Heróis – O material que o biólogo Paulo Buckup pesquisava há 22 anos no Museu Nacional estava resguardado em um prédio separado do palácio destruído pelas chamas. Mesmo assim, o professor somou esforços aos mais de 30 servidores e voluntários que entraram no museu durante o incêndio para salvar alguma parte do acervo. Foram várias “viagens” para retirar o máximo possível, sob um teto que podia desabar a qualquer momento conforme o fogo avançava nos andares superiores.

“Eu pensei que eu podia morrer, mas [o museu] era a minha vida e a vida dos meus colegas. Aqui ‘morreram as vidas’ de muitos colegas. Vi funcionários aposentados que vieram aqui transtornados porque não só a vida de nossos ancestrais em pesquisa foi perdida, mas a vida inteira deles foi perdida. Muitos cientistas e técnicos entraram no Museu Nacional quando eram jovens e ficaram a vida inteira”, lamentou. Paulo conta que decidiu entrar no museu quando viu que faltava água para o trabalho dos bombeiros no controle das chamas, que avançavam rapidamente. Outras pessoas tomaram a mesma decisão e conseguiram resgatar parte do material que não poderia ser recuperado.

“São grandes heróis. Tínhamos gente aqui desde a reitoria da UFR] até funcionários aposentados que assumiram grandes riscos”, conta Buckup, que também viu voluntários e parentes de servidores. “Não faltaram braços para carregar o material para longe do fogo, o que faltou foi condição de entrar mais para dentro do prédio”. 

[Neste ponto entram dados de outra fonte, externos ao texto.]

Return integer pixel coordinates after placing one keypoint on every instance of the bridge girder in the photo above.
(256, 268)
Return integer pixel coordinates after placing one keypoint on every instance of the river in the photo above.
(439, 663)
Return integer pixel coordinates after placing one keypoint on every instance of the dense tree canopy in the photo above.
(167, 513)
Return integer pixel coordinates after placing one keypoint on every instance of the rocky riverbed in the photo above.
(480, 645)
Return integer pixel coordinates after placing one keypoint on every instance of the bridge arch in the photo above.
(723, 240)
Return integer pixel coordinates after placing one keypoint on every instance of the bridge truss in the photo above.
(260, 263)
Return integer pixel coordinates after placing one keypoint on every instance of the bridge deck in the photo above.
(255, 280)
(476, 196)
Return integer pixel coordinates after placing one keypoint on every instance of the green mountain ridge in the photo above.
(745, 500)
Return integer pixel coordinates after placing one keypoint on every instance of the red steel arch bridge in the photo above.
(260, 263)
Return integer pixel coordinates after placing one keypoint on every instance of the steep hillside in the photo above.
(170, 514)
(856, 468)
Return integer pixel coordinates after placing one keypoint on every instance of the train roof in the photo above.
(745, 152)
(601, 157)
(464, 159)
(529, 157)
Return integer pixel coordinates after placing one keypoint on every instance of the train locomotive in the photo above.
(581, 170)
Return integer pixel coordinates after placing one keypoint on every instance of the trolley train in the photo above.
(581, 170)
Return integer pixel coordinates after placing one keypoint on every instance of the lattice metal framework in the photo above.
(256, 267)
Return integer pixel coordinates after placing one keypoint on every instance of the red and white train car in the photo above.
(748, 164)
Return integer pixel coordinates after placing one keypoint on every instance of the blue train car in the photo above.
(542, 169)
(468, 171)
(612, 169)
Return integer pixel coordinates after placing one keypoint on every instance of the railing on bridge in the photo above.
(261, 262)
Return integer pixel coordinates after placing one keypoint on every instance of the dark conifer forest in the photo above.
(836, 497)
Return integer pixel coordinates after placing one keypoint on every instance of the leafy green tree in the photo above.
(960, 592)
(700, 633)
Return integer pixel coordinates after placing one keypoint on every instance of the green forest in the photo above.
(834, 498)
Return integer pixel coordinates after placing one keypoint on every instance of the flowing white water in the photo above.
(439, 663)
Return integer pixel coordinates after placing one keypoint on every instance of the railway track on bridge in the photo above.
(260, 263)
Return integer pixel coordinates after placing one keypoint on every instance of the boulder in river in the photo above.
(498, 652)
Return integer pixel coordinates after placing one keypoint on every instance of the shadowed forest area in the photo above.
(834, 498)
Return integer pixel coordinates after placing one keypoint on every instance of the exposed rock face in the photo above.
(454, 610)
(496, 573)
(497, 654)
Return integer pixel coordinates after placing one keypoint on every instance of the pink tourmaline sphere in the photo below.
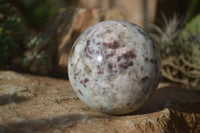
(114, 67)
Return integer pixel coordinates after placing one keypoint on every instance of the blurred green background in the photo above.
(31, 40)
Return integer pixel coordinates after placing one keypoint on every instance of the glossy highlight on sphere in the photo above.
(114, 67)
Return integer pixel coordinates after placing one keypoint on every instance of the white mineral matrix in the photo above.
(114, 67)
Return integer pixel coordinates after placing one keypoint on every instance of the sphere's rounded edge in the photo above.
(143, 100)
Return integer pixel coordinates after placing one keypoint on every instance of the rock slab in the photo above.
(42, 104)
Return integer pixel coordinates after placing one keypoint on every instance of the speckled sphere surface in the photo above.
(114, 67)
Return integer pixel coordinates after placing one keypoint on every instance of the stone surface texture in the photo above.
(114, 67)
(35, 104)
(69, 23)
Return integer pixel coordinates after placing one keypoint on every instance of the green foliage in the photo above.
(37, 13)
(11, 33)
(191, 28)
(181, 52)
(39, 55)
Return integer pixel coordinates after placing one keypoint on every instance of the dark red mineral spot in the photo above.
(112, 45)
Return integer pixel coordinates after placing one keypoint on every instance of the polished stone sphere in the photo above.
(114, 67)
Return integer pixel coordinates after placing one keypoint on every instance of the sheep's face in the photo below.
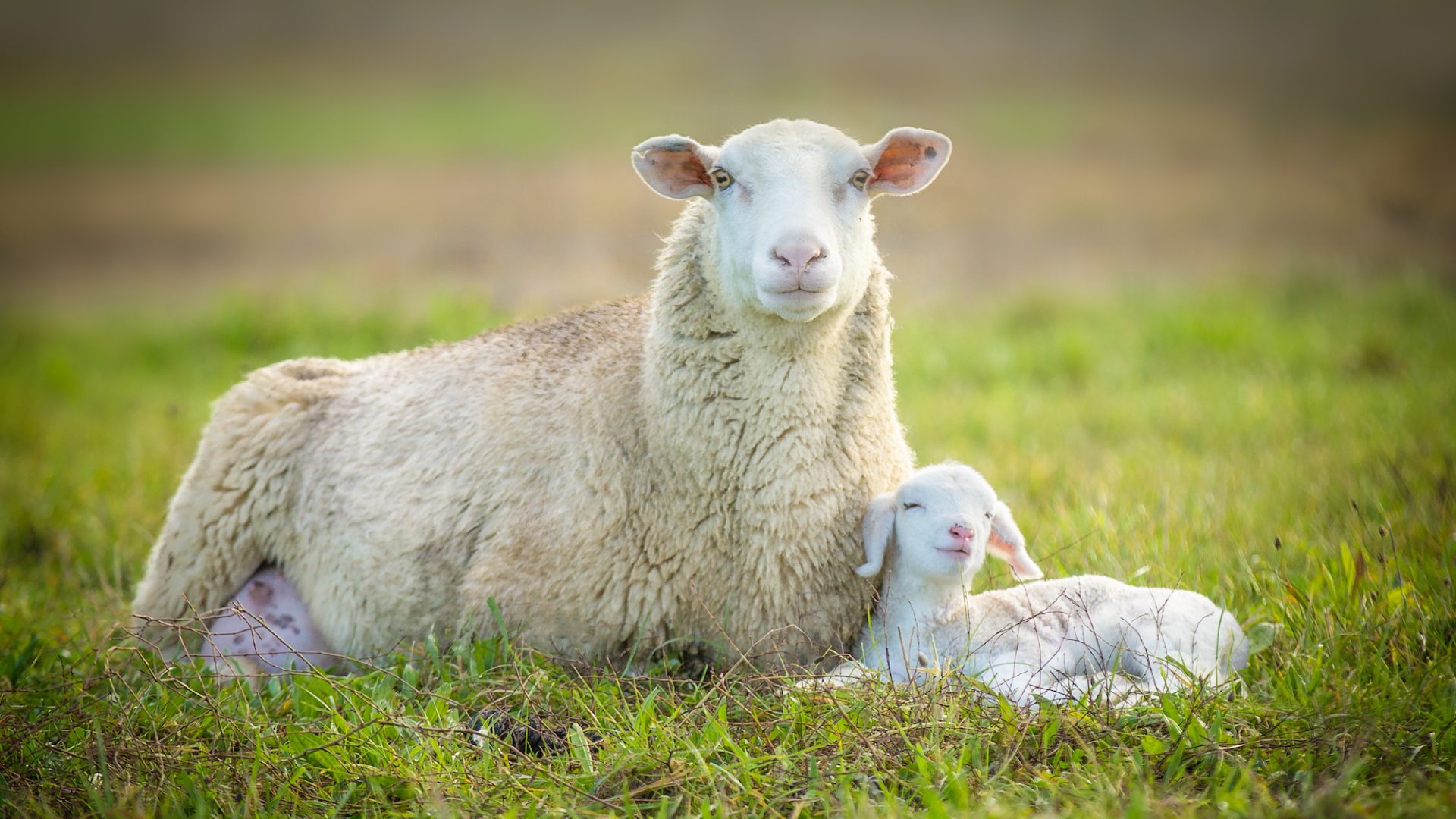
(944, 521)
(792, 199)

Interdição – A Defesa Civil do município do Rio vai manter interditado o prédio, após vistoria feita na manhã de ontem que verificou grande risco de desabamento interno, que pode ocorrer com a queda de trechos remanescentes da laje, parte do telhado que caiu e paredes divisórias do local. Na área externa, contudo, devido à espessura das fachadas, não há risco iminente, de acordo com os técnicos. Entretanto, foram constatados problemas pontuais, como queda de revestimento, adornos e materiais decorativos (estátuas) fazendo com que a área de projeção das fachadas também permaneça isolada.